Turning plan selection into plan recommendation
Analytics identified a high drop-off point in ANZ Worldline's pricing plan journey. Reframing the UX question - from "which plan should users choose?" to "what does their business need?" - led to a multi-step recommendation flow and a statistically significant improvement in plan selection retention.

About this project
Payment terminal pricing is not intuitive. ANZ Worldline offers several plans with different fee structures, user limits, and contract terms. Users were abandoning the journey at the plan selection screen - asked to compare options they didn't fully understand, for a product category most of them were new to.
This case study documents the problem diagnosis, the design approach, and the result.
What we were up against
Analytics showed a consistent, high drop-off rate at the pricing plan selection step. Users were reaching the page and leaving - not selecting a plan, not scrolling, just bouncing.
The first hypothesis was a UI problem: too many options, too much information, poor visual hierarchy. But looking at the actual user behaviour, the drop-off wasn't at any specific element on the page. Users were arriving at the plan page already disengaged.
The real problem was what came before it. Users were being asked to make a decision they didn't have the context to make.
How I worked
The redesign started with a hypothesis: if the product already knows enough about a business to recommend the right plan, we should collect that information first - and then recommend, not list.
The new flow is a multi-step wizard:
Step 1 collects business type and merchant category. Step 2 asks for average monthly transaction volume via a slider ($1K–$25K, with a "varies month-to-month" option). Step 3 presents a single tailored recommendation: "Based on what you've told us, here's the plan we recommend" - one plan, its key features, and a clear Apply CTA.



The shift: from "choose from these options" to "we've chosen for you based on what you told us." This moved the cognitive load from the user to the product - which is where it should have been.

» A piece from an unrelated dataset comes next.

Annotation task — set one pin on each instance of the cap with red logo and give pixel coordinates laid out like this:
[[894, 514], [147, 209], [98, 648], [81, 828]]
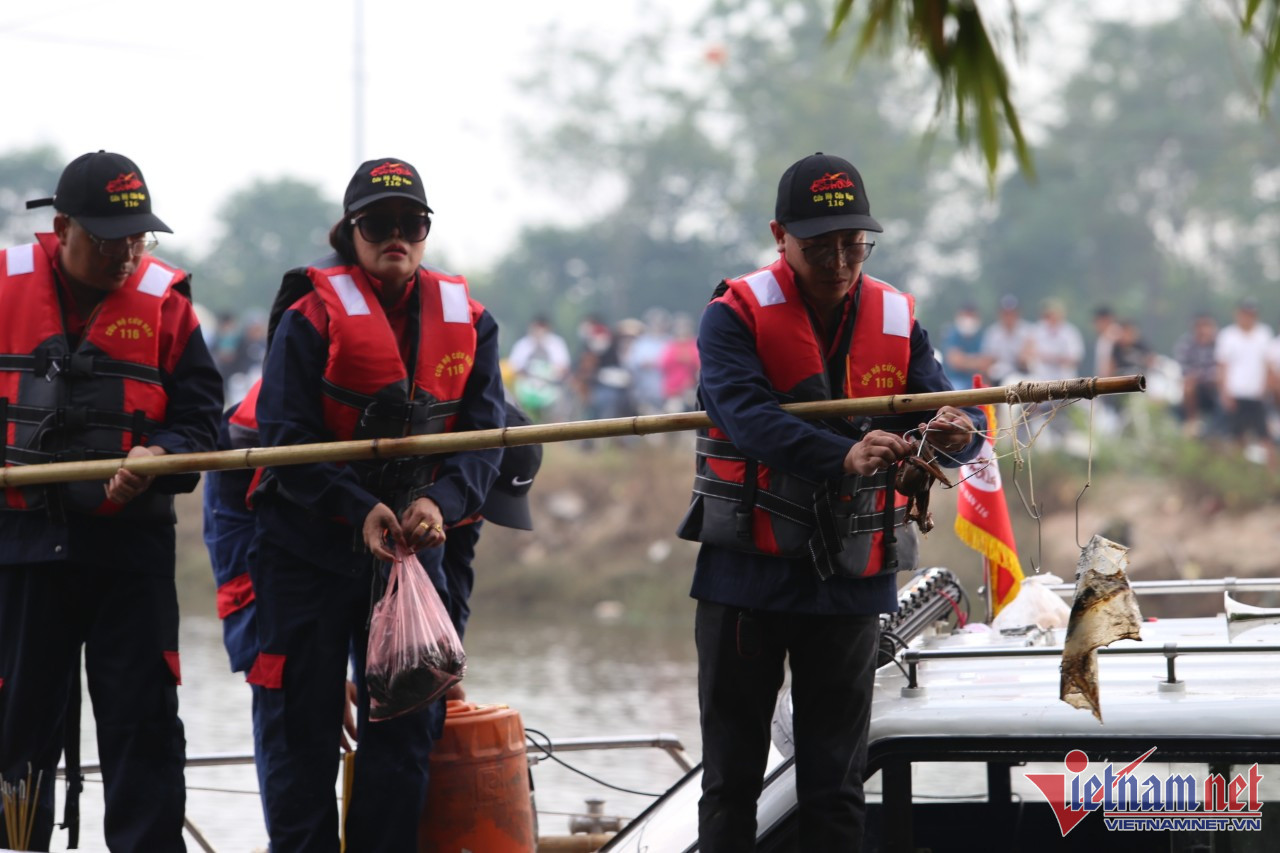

The redesign was validated through split-user A/B testing before shipping.
Results & impact
Split-user testing showed a statistically significant improvement in plan selection retention.
The result held across business types and transaction volume ranges, suggesting the recommendation framing worked broadly, not just for a specific user segment.
The broader takeaway: this wasn't a UI problem. It was an information architecture problem. The plan page looked fine. The issue was that users arrived there without the context they needed to act. Fixing the page wouldn't have helped; restructuring what came before it did.